As speaker after speaker from among the member states—as well as the professional experts and the non-governmental organisations—went on to reiterate, inequality and exclusion foster insecurity and mistrust, which in turn feed democratic backsliding and international conflict.

I don't believe this to be fully true. I don't deny that it looks that way, but I'd like them to look at who is responsible for the insecurity that people feel and who has actually been engaged in the “democratic backsliding.” If I use my country of origin as an example, Barack Obama had ample opportunity to follow through on the promises that got people to vote for him in his first term. This would have included massively reworking the student loan system (as one example). He could've done it in is second term. Joe Biden could've done it when he took office. Neither of them ever did this, despite the obvious benefit to millions of people in the US (because they support the financial institutions).

The liberals who keep claiming to save us do not, and they will not because that's not in their best interest. And this is also why these people, who think we need a charter of social rights when we actually don't, are pretending it will save us and that they can save us. They are part of the problem.
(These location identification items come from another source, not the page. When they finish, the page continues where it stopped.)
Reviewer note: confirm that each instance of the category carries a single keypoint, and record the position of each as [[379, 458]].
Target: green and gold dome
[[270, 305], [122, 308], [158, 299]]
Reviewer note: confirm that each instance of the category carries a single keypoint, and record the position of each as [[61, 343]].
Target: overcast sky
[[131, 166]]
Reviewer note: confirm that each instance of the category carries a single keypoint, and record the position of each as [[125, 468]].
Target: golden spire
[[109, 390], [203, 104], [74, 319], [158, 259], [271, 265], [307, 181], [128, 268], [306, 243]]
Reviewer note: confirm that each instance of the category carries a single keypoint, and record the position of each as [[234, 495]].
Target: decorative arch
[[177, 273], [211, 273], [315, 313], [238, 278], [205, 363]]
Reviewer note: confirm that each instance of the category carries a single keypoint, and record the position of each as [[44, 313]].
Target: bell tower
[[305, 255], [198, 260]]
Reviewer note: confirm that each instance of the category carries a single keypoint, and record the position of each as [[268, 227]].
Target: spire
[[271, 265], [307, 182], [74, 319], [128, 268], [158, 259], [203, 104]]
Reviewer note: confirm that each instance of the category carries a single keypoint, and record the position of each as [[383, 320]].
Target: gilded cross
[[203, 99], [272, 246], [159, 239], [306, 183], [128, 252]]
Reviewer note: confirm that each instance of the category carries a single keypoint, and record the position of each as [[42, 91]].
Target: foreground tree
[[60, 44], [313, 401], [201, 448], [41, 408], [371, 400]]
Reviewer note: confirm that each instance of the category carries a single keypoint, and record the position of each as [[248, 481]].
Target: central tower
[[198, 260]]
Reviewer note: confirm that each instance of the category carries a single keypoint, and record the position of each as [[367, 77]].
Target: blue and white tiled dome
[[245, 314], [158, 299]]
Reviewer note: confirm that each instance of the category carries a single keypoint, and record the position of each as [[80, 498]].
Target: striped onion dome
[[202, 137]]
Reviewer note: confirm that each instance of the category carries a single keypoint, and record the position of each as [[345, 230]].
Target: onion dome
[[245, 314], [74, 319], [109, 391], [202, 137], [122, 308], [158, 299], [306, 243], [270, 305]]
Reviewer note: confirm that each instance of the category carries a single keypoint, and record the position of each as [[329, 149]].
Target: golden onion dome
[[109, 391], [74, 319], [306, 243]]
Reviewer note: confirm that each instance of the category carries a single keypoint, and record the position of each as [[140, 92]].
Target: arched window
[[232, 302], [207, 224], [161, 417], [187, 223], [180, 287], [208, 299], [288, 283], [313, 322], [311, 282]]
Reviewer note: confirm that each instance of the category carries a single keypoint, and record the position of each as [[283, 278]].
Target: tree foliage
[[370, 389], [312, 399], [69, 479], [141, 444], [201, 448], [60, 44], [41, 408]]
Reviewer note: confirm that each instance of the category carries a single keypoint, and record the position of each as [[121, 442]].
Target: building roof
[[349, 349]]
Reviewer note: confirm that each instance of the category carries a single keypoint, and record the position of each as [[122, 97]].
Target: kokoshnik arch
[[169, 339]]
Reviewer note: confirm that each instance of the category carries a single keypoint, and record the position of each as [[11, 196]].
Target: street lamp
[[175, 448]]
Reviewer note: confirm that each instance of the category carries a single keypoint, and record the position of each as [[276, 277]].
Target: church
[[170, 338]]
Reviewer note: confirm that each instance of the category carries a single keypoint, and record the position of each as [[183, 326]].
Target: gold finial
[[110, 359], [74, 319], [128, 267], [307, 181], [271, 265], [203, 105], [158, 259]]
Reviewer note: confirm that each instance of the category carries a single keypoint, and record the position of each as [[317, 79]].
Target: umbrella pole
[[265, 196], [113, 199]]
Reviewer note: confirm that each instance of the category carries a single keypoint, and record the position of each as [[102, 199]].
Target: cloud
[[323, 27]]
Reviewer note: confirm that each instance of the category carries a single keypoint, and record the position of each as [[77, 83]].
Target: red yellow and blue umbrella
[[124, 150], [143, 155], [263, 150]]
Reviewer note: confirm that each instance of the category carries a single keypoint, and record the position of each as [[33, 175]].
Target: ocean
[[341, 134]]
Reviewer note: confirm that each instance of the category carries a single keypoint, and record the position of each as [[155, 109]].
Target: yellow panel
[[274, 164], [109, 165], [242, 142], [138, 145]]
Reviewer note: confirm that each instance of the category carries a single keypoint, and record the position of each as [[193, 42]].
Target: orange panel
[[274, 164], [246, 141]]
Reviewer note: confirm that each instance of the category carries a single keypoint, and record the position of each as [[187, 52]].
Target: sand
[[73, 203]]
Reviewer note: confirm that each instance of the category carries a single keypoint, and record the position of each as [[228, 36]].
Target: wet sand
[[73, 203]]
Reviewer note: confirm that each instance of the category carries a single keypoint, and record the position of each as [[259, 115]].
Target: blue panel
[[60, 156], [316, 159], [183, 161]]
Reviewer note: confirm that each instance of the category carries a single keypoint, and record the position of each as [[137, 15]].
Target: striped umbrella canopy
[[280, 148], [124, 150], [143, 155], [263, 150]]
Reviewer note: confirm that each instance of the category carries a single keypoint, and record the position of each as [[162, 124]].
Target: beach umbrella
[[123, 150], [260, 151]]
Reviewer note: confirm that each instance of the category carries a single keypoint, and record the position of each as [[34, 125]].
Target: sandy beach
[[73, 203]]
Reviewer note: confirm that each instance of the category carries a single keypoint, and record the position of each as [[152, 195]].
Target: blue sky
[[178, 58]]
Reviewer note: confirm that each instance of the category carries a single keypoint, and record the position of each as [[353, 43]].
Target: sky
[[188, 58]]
They have helped enable it.

These patterns play out everywhere time and time again, and they hope we constantly forget.

A key intellectual link in this narrative is the concept of ‘social investment’ developed in recent years by the welfare-state expert Anton Hemerijck and colleagues. What the market fundamentalists dismissed as the welfare ‘burden’ on the taxpayer, fostering ‘dependency’, has been re-presented as a win-win formula for social inclusion, gender equality and fiscal stability—for instance through providing universal childcare, with its enduring benefits for women’s career development and the prospective life-chances of the child.

Let's stop and think about this for a moment. Market fundamentalists do indeed talk of these programs like this, but can we actually consider why it is that “universal childcare” is a right that needs to be given? Why do we make parents work while they have young children? Why don't we have multi-generational spaces for adults and children to be together? Why don't we foster actual communal care? We wouldn't need “universal childcare” (which, by the way, starts aiming towards pushing younger and younger kids into school—something that is actually quite traumatising for many, does not safe to many of them, and does provide further propagandistic support and further indoctrination of people) if we actually made our communities healthier in this way. If we created genuine learning spaces for all people to share, we wouldn't need to rely upon the state to do this for us.

Dependency is actually correct, but the market fundamentalists talk about it as leeching off the state. That's disgusting. But building dependency on the state is still bad because it builds reliance on something that is fundamentally against you. It creates and is indicative of an abusive relationship, one where the things you need can be snatched from you without your consent.

How will social rights guard against that? (Note: “Social rights” hasn't really even been defined here. It's just a catchphrase with no meat.)

This is all rubbish, and I don't know why an anarchist pushed it on my timeline as if it was a good idea in any capacity.